Young fit acclimatised he now lived
comfortably with the cold weather and being away from home
But every morning when he walked in Taranaki’s compass to breakfast
the mountain signalled not all was well with the path
This poem is a fine story of a young man moving from Samoa to Taranaki and dealing with the change in climate. As he gets older he adapts, but one sort of cold is replaced with another when he learns about the taking of land in New Zealand’s turbulent past.

Hitch by Angela Trolove

Talking about her poem, Hitch, Angela Trolove says: “‘Hitch’ was my experience on a road trip from Barcelona to Dijon three years ago. I was offered a lift with a couple who I didn’t realise had just broken up, but still had to get their vehicle home to Berlin. I had not even a thin itinerary; at this stage I’d given myself only the brief to encounter many places in Europe and to do so without air travel. The arbitrariness of my direction unnerved me.
“One afternoon worn out with this lack of agenda, out of the blue a huge sense of peace came over me, a sense of familiarity with my surroundings. This sense of relief is what I expect the poem to convey, the sense that the world around me has been and always will be made of . . .”
Grass, stones, and wood,
and the greatest of these is grass.
I am a perceiver and you are a perceiver and from there we are believers in who knows what. Enchanted, pleased to meet with you.
This poem feels a lot like the perfect road trip in New Zealand should make you feel. It is infused with a sense of adventure and the idea of giving yourself up to the universe and the future.
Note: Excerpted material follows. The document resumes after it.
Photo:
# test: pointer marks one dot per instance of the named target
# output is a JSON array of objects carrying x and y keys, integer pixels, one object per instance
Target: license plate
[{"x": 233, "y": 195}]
Why She Quit Queen at Night by Carin Smeaton

‘Why She Quit Queen at Night’ is from Smeaton’s first book, Tales of the Waihorotiu. It tells of the stream running beneath Auckland’s main street, Queen Street. It was bricked up and shut away from the daylight in the 19th century and Smeaton explores the idea of a secret world beyond the one we know through this medium.
she lay dazed on the concrete next to lee wit her ear to the
pavement knowin she could hear the water of the waihorotiu
flowin to swellin under the sewer below in a direction only
she could calculate wit her inbuilt compass her north star
Carin Smeaton’s poetry and prose has also been published in Brief, Cordite Poetry Review, Atlanta Review, Turbine | Kapohau, The Spinoff, NZ Poetry Shelf, Manifesto Aotearoa, and Phantom Billstickers Cafe Reader.